I would like to be the first to explain to you that if you've woken up with bruised knuckles this morning, it's because last night you tried climbing out of our car window and into the drive through window at maccas. The cashier chick freaked out and slammed the window on you and beat you around the head with her headset thingy.
Shittttttt.
Be not ashamed. It was youtube-worthy.
my mom just informed me that i masturbate loudly
You named all of the cocktail shrimps and then tackled a guy for "eating Henry"
You found Muppets From Space a little too intense, so you just sorta sat on the ground and stared at the wall plug for an hour and a half.
Well, I woke up with a text message from my cab driver that said "I hope you're alive," so that's a good indicator of how I was acting last night.
My present? It was a fake boarding pass he made in Photoshop. He litterally just gave me a one way ticket to Pound Town
He said I was trying to make the bouncer dance with me AS he was throwing me out
Don't pretend like we're functional. We're gonna discuss this drunkenly via text the way serious conversations should take place.
Why did I just get a ziplock baggie labeled "2010" on it from you in the mail?
So I come home yesterday and my brother is like "watch this" and it turns out he's been retraining my dog to come running when u say "anal"

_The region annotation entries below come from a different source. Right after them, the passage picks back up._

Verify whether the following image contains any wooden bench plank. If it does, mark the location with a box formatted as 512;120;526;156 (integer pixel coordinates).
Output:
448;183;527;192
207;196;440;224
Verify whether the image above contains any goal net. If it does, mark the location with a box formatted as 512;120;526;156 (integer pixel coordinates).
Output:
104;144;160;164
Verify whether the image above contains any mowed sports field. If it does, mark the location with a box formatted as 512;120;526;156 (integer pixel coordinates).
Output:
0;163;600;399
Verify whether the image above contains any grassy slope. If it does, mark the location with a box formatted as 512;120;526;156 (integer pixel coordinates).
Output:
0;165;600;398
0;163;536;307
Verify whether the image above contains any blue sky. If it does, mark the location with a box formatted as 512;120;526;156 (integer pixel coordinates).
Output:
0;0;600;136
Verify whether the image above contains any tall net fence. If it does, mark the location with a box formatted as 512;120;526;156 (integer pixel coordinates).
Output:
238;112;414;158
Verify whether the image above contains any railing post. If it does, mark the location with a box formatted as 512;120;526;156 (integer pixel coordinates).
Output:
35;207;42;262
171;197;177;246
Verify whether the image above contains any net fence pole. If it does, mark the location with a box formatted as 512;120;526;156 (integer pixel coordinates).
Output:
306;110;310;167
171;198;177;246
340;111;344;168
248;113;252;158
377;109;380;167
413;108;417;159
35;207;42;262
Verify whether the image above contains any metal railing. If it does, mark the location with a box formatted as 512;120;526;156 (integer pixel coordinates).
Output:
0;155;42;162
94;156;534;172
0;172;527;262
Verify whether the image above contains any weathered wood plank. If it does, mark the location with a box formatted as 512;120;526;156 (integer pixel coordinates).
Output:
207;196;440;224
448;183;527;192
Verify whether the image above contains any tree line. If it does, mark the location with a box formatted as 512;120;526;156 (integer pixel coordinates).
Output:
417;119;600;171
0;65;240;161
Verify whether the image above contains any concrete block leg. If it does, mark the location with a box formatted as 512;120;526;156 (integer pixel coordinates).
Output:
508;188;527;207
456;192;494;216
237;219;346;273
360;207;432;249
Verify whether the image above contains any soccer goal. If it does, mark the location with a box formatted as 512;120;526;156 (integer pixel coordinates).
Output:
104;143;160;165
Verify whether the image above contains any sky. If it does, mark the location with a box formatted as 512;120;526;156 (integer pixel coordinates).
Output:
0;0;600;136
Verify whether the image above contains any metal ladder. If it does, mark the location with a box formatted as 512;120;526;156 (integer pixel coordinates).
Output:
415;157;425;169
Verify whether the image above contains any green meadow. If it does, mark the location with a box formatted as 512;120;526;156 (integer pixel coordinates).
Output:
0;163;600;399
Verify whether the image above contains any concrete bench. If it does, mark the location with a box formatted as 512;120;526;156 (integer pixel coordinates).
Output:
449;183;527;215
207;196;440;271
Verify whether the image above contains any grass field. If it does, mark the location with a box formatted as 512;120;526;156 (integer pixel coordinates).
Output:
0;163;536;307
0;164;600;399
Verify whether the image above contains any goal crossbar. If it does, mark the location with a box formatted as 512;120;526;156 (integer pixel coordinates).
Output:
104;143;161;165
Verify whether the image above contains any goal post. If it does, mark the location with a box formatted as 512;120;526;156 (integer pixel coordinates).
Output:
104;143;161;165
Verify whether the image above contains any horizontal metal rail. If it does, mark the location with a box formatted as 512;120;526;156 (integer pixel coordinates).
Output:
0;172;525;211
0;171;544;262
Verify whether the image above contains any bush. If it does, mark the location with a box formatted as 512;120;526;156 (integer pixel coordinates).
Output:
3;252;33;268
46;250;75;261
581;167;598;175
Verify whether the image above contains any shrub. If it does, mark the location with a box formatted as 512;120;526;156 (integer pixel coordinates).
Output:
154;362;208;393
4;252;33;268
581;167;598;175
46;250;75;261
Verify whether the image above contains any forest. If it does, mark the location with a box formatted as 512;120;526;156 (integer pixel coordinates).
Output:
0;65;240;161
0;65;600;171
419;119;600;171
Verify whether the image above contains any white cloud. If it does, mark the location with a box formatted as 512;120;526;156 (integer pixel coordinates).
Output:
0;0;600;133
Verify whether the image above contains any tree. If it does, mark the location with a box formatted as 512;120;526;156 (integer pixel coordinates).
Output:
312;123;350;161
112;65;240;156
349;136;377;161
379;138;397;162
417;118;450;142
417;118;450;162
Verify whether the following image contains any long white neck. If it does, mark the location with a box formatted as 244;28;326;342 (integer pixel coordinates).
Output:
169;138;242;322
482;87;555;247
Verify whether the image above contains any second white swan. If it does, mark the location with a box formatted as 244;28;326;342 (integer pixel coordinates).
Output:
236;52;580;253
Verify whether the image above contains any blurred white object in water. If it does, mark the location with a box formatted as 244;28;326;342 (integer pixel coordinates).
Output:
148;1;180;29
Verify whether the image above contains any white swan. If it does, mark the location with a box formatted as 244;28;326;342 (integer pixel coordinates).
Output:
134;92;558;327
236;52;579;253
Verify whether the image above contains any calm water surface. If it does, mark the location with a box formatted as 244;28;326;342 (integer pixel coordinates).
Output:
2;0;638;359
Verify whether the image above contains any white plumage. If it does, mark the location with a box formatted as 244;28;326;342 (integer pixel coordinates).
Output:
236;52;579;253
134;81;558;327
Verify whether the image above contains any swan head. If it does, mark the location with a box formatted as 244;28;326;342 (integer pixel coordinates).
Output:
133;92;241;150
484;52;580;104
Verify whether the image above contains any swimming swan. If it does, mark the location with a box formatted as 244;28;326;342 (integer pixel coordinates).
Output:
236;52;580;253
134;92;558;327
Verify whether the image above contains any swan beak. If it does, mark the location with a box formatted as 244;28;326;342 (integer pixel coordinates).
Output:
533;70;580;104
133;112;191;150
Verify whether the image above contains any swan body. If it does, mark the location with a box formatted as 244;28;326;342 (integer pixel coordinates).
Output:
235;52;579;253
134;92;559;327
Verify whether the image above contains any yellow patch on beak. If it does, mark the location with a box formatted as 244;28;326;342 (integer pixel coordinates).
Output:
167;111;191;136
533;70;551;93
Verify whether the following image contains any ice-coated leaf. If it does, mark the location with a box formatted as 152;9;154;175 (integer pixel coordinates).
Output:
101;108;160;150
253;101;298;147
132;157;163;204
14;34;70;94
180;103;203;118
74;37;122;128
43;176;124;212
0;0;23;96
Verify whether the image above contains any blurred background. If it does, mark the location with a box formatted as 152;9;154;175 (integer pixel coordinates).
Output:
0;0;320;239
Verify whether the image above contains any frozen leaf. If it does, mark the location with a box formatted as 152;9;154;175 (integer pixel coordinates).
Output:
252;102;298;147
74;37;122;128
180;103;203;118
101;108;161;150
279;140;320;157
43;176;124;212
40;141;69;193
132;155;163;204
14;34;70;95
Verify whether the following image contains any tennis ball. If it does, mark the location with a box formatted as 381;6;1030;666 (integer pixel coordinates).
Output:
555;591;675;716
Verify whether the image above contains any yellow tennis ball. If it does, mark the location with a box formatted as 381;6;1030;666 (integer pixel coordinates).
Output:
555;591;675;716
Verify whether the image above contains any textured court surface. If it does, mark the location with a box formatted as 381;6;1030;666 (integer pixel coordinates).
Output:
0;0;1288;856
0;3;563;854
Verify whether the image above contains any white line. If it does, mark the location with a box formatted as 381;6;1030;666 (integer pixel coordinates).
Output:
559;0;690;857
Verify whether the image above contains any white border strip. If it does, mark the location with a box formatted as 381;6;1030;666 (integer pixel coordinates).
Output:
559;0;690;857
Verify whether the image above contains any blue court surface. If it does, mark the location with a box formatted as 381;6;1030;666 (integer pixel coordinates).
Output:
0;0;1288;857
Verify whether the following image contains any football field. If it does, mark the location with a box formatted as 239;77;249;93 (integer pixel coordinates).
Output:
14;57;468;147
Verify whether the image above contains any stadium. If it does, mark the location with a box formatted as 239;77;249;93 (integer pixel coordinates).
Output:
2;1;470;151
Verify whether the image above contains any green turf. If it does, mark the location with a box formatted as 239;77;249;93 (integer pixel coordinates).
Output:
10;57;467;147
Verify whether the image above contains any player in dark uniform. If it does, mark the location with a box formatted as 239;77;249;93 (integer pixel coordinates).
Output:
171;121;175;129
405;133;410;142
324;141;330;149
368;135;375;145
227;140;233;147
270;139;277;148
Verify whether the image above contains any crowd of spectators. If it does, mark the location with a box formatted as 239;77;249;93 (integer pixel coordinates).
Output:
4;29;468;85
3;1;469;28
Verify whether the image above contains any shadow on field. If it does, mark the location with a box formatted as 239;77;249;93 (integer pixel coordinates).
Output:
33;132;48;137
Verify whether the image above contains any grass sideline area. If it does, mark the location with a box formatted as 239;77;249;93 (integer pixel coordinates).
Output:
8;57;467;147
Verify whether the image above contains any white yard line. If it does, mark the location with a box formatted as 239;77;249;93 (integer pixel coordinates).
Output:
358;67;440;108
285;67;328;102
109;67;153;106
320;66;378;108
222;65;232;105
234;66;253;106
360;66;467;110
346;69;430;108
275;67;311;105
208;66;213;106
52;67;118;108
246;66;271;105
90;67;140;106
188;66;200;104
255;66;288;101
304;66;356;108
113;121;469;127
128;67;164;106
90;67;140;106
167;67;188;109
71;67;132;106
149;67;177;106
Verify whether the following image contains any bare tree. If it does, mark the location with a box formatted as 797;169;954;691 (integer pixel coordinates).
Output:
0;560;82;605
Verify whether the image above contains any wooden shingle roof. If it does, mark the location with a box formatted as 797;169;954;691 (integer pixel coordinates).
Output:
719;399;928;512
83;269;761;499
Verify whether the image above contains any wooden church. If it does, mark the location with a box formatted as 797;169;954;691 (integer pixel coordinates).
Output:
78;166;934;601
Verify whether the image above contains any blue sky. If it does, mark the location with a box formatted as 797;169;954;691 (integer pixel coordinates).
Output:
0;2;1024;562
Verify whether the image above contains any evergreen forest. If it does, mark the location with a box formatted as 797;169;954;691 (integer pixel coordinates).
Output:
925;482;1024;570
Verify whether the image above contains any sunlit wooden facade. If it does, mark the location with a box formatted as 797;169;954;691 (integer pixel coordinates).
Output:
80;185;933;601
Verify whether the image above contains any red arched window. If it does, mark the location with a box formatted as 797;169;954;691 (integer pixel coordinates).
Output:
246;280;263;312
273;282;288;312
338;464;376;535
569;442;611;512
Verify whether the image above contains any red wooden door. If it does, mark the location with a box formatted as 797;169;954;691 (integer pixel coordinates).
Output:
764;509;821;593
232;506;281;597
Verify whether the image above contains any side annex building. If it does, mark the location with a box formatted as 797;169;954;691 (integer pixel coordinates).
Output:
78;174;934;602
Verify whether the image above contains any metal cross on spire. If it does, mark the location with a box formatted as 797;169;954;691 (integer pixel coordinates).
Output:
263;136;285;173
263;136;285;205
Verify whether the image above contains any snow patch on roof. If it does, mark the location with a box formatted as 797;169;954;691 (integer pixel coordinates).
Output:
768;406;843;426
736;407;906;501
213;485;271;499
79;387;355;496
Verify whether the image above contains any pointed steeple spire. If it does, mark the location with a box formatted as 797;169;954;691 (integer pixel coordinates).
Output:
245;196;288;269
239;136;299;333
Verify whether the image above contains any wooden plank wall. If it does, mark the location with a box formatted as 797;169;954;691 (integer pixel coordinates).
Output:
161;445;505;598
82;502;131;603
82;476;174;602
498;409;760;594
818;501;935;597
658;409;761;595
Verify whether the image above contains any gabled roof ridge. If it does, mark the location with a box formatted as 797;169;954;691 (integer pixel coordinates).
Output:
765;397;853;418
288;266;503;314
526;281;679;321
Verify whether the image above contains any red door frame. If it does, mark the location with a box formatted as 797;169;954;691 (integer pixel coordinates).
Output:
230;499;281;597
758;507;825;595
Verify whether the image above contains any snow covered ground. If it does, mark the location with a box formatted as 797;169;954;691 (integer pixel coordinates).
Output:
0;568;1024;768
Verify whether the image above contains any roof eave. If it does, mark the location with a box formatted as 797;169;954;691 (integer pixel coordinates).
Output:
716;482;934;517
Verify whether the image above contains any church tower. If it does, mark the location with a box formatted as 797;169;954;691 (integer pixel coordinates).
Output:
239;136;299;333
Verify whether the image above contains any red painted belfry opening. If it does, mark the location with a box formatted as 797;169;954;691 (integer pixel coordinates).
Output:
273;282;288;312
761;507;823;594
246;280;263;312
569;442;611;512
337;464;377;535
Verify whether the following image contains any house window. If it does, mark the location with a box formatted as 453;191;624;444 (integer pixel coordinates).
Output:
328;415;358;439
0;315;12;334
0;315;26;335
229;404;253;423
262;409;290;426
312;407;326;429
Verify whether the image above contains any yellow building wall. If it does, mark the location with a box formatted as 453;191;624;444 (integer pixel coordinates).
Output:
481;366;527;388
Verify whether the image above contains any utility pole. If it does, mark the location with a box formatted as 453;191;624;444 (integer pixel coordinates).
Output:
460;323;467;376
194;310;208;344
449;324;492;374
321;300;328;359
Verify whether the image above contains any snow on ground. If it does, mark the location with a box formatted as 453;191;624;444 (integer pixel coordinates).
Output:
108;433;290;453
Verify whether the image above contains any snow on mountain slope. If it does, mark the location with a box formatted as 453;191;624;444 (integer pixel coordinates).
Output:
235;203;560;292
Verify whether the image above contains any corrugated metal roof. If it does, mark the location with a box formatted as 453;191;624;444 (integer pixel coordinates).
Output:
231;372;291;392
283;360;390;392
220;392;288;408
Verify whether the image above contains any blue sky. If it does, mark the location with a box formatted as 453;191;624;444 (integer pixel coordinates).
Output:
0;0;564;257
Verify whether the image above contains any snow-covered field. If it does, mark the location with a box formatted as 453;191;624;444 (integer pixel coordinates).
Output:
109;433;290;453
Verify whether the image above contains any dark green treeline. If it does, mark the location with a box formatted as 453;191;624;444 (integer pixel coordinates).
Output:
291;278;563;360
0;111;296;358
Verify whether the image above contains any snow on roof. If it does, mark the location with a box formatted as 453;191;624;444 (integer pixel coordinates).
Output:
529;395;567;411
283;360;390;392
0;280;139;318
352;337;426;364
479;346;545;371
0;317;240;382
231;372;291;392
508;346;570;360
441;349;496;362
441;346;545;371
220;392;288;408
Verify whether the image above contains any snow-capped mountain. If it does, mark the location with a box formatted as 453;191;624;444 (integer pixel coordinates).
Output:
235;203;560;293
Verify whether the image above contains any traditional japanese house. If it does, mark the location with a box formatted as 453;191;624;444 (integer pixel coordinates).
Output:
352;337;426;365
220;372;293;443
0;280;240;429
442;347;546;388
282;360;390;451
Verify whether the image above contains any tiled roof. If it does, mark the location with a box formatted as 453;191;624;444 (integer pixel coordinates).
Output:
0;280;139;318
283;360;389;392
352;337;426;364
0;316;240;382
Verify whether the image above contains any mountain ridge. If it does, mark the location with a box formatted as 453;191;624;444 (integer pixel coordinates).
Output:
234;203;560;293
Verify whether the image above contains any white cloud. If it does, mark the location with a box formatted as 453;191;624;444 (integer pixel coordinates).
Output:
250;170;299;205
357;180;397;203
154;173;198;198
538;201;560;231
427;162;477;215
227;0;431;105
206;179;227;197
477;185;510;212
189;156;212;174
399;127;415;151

The effect you have on my penis from a different state is impressive
Currently playing beer pong versus the girl i lost my virginity to.....and her mom
I'll get him an axe as a present. So he can break out of his closet. That axe being my penis.
it's not like I want to die, I just want life to stop for a little bit. how does that work?
I said I hate kids.This dude said he will sell his children to go on a date with me.